Be that as it may, Open Stellenbosch has enlivened our campus life by problematizing student co-option, indefinite long-termism as a palliative for delayed action, good manners as a desirable intellectual attribute, protest action as lawless, thinking as regimented, policy as action, racist incidents as exceptional events rather than symptoms of structural malaise, acquiescence as legitimation of power. There is much to admire in this achievement, not least courage and strategic acuity.

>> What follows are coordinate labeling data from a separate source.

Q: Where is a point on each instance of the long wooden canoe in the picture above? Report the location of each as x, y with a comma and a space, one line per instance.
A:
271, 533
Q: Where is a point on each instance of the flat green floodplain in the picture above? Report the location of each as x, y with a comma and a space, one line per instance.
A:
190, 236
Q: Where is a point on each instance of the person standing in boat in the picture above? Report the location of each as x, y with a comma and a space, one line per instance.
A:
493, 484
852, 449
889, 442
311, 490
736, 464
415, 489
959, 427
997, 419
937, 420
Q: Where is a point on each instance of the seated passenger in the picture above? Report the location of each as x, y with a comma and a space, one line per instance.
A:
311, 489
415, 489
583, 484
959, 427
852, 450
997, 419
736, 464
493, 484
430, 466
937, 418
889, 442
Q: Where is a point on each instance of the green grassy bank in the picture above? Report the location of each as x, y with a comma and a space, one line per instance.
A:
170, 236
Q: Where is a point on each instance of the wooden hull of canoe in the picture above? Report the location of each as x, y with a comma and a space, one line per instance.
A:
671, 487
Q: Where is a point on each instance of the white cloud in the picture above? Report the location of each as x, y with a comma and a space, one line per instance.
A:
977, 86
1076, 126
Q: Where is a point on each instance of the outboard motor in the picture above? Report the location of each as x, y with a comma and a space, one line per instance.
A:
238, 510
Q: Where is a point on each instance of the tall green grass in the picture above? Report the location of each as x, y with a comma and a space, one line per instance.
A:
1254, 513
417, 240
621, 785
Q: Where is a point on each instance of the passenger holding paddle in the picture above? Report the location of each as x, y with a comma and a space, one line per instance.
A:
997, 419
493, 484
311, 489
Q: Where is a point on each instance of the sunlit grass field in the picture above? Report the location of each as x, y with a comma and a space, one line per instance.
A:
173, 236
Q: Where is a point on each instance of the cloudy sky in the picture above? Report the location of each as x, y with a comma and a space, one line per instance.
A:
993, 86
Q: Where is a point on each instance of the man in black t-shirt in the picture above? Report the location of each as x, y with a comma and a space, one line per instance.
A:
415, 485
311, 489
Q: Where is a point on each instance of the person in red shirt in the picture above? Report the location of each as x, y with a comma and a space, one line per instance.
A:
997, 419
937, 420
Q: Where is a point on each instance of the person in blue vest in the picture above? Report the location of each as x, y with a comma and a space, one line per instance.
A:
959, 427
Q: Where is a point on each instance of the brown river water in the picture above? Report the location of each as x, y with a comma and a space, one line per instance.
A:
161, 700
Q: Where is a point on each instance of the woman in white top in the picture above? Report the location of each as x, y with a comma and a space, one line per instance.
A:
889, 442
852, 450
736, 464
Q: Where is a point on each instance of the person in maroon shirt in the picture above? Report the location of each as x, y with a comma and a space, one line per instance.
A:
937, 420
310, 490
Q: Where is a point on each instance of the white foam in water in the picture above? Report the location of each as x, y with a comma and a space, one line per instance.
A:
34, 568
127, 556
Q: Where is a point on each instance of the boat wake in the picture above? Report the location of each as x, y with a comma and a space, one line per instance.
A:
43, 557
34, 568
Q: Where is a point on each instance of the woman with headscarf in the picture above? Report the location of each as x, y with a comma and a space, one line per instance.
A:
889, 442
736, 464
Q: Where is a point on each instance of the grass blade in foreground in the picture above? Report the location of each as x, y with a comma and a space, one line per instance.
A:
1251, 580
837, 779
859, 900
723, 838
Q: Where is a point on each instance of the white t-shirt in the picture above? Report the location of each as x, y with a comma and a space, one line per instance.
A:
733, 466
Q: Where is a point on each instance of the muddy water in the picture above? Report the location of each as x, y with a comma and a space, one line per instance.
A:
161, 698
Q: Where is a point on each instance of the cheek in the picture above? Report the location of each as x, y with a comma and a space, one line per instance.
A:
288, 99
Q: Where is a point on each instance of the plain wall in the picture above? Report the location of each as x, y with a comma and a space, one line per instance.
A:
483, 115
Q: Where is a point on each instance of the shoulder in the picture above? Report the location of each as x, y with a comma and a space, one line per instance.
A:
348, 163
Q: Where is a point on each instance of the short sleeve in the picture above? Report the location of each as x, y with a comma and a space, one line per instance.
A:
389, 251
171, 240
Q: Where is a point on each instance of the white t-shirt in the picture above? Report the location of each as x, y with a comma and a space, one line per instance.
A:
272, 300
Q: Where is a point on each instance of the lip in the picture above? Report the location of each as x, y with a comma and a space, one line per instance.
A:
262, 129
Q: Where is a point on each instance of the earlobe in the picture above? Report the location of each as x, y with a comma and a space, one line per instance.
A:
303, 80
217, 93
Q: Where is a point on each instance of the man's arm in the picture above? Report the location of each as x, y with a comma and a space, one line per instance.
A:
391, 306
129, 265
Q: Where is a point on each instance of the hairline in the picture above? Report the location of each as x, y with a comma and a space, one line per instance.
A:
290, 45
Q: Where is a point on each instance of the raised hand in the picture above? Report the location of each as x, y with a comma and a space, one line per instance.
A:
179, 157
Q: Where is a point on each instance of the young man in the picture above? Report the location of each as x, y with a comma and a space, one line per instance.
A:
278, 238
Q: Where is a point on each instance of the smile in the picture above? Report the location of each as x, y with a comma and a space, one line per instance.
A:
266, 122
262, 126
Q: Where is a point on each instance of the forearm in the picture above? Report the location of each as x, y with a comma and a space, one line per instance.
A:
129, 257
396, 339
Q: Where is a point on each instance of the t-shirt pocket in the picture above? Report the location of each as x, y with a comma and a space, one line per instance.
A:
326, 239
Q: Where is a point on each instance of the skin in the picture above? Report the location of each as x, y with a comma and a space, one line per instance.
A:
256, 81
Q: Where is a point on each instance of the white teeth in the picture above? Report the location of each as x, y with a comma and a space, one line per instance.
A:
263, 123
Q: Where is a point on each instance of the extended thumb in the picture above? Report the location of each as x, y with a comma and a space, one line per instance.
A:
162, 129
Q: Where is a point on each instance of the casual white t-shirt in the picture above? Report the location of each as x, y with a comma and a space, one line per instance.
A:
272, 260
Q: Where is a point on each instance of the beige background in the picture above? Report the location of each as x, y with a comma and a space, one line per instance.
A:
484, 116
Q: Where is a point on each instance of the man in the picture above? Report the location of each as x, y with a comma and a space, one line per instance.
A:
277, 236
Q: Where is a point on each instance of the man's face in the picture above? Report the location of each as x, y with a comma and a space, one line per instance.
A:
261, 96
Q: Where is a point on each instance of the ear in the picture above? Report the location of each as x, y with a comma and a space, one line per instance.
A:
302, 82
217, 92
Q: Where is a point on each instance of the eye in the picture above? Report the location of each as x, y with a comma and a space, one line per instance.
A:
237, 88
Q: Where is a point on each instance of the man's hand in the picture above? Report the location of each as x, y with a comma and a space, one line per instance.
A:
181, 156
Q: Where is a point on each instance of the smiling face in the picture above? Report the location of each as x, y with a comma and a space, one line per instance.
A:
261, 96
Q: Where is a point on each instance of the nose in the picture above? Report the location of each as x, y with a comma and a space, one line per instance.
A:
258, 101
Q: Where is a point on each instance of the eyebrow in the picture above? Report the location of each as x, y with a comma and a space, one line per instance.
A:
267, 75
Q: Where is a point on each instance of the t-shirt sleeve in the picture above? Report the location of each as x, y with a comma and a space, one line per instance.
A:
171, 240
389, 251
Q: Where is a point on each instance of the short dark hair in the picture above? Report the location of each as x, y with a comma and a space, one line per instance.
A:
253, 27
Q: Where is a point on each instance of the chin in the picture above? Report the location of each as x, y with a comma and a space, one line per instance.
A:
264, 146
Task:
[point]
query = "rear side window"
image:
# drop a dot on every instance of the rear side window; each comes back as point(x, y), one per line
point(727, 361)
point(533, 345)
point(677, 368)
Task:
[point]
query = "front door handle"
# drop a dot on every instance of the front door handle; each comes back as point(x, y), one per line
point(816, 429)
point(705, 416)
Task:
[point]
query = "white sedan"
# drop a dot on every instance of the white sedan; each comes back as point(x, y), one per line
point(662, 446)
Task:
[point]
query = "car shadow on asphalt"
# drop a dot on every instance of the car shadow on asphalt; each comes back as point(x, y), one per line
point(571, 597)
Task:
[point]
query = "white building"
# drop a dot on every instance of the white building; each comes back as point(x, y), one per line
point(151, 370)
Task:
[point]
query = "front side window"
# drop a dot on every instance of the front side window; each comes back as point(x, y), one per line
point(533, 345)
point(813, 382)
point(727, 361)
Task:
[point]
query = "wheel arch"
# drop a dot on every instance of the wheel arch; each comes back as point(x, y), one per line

So, having stated why I feel Afrikaans is important at an institution like Stellenbosch, I must also say – perhaps, but not necessarily, in contradiction – that, given the context of the perilous state of our country at this time and the need to act boldly, the case to adopt a language policy that prioritizes optimal inclusion at all our universities is overwhelming:
- Not because I embrace English homogeneity in undergraduate teaching or postgraduate or advanced research as a radical or progressive strategy. On the contrary, I will continue to resist it in my thinking, my teaching, my reading, my writing.
- Not because I think it won’t harm Afrikaans, or Afrikaans speakers of whom the majority are not white. On the contrary, I think it will damage the language and disadvantage its speakers, especially its most vulnerable speakers.
- Not because I believe the use of English as a language of instruction will make white power yield. On the contrary, it will channel it into more subtle conduits and forms.
Whether optimal inclusion of all South Africans at Stellenbosch University can be achieved by legislating English homogeneity, is, in my opinion, highly unlikely. But, I think what we are seeing unfold across the campuses in our country shows that our time for more elegant solutions to complex problems has started to run out, that our country is bleeding, struggling to right itself after the disaster of apartheid and its aftershocks, that if Afrikaans is to flourish it will have to be in concert with or in the mouths of the intelligent voices of those who are currently protesting against the way it lives in our institution. How this has to be achieved has perhaps less to do with policy than with the recognition that, at this time, we need to act with some sense of common purpose to secure our future in South Africa, and that the time for language debates has come and gone, that priorities have become more brutally existential, and that we should urgently prioritize the country's needs in terms of this stark reality.